Task2. Given a set of d-dimensional points, return the k points with the highest dominance score. The dominance score of a point p is defined as the total number of points dominated by p.
Task3. Given a set of d-dimensional points, return the k points from the skyline with the highest dominance score.
Figure 1. Example of a top-3 dominating query.
An example is shown in Figure 1. The dominating region of the top-1 point is shown gray. Any point that falls inside this region is dominated by top-1. Based on the Figure the top-1 point has a domination score of 8, since it dominates 8 other points.
Requirements
Given a dataset of d-dimensional points you should implement scalable and efficient algorithms to solve the aforementioned tasks. Your algorithm must be implemented in the Scala programming language and you should use Apache Spark. Note that the parameter d (number of dimensions) depends on the dataset whereas the parameter k is user-defined and must be given as an input to the algorithm (for Task2 and Task3). The point coordinates in general may be double numbers, so you should treat coordinate values as doubles. You should provide results for different values of k, different dimensionalities, different data distributions and different data cardinalities. (Tip: start with a small 2-dimensional dataset in order to be able to check if your algorithm provides the correct results.). Examples of data distributions in the 2-d space are given in Figure 2.

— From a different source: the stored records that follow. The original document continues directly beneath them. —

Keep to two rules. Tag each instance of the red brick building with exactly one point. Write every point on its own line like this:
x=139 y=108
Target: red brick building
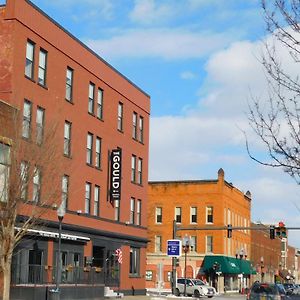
x=200 y=203
x=49 y=75
x=273 y=259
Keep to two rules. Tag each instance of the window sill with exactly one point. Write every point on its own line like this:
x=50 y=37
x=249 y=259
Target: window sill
x=69 y=101
x=43 y=86
x=134 y=276
x=29 y=78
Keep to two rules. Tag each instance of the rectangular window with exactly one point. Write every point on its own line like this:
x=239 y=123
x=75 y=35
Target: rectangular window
x=24 y=178
x=67 y=138
x=98 y=152
x=117 y=210
x=209 y=244
x=141 y=129
x=69 y=84
x=120 y=116
x=194 y=243
x=133 y=168
x=158 y=243
x=178 y=214
x=140 y=171
x=88 y=190
x=158 y=213
x=209 y=214
x=134 y=126
x=96 y=200
x=134 y=262
x=4 y=171
x=64 y=191
x=139 y=212
x=100 y=104
x=29 y=64
x=193 y=214
x=40 y=115
x=42 y=67
x=36 y=191
x=91 y=98
x=132 y=210
x=89 y=149
x=26 y=129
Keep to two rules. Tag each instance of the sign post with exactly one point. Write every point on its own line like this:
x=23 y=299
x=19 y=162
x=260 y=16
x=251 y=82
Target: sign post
x=174 y=248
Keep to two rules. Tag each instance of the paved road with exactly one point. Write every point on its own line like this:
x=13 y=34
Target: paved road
x=169 y=297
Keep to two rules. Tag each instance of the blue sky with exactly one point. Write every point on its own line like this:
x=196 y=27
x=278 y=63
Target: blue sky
x=199 y=61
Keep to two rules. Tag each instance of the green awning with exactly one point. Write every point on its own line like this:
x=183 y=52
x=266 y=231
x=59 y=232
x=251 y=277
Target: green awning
x=227 y=265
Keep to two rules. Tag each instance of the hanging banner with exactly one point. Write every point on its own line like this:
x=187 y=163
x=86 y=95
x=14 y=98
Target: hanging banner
x=115 y=175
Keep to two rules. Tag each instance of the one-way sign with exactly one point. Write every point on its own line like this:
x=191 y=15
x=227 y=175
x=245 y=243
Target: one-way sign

Figure 2. Different distributions for 2-d (from left to right): correlated, uniform, normal, anticorrelated.
Deliverables
You should deliver the source code of your solution, the code to generate the data distributions and a report describing what you did, in detail. Also, you need to prepare 9-10 slides for the presentation session that will take place at the end of the semester. Note that, the code for data generation can be in another programming language, e.g., Java, Python or anything you prefer. However, the code for your solution must be in Scala over Spark.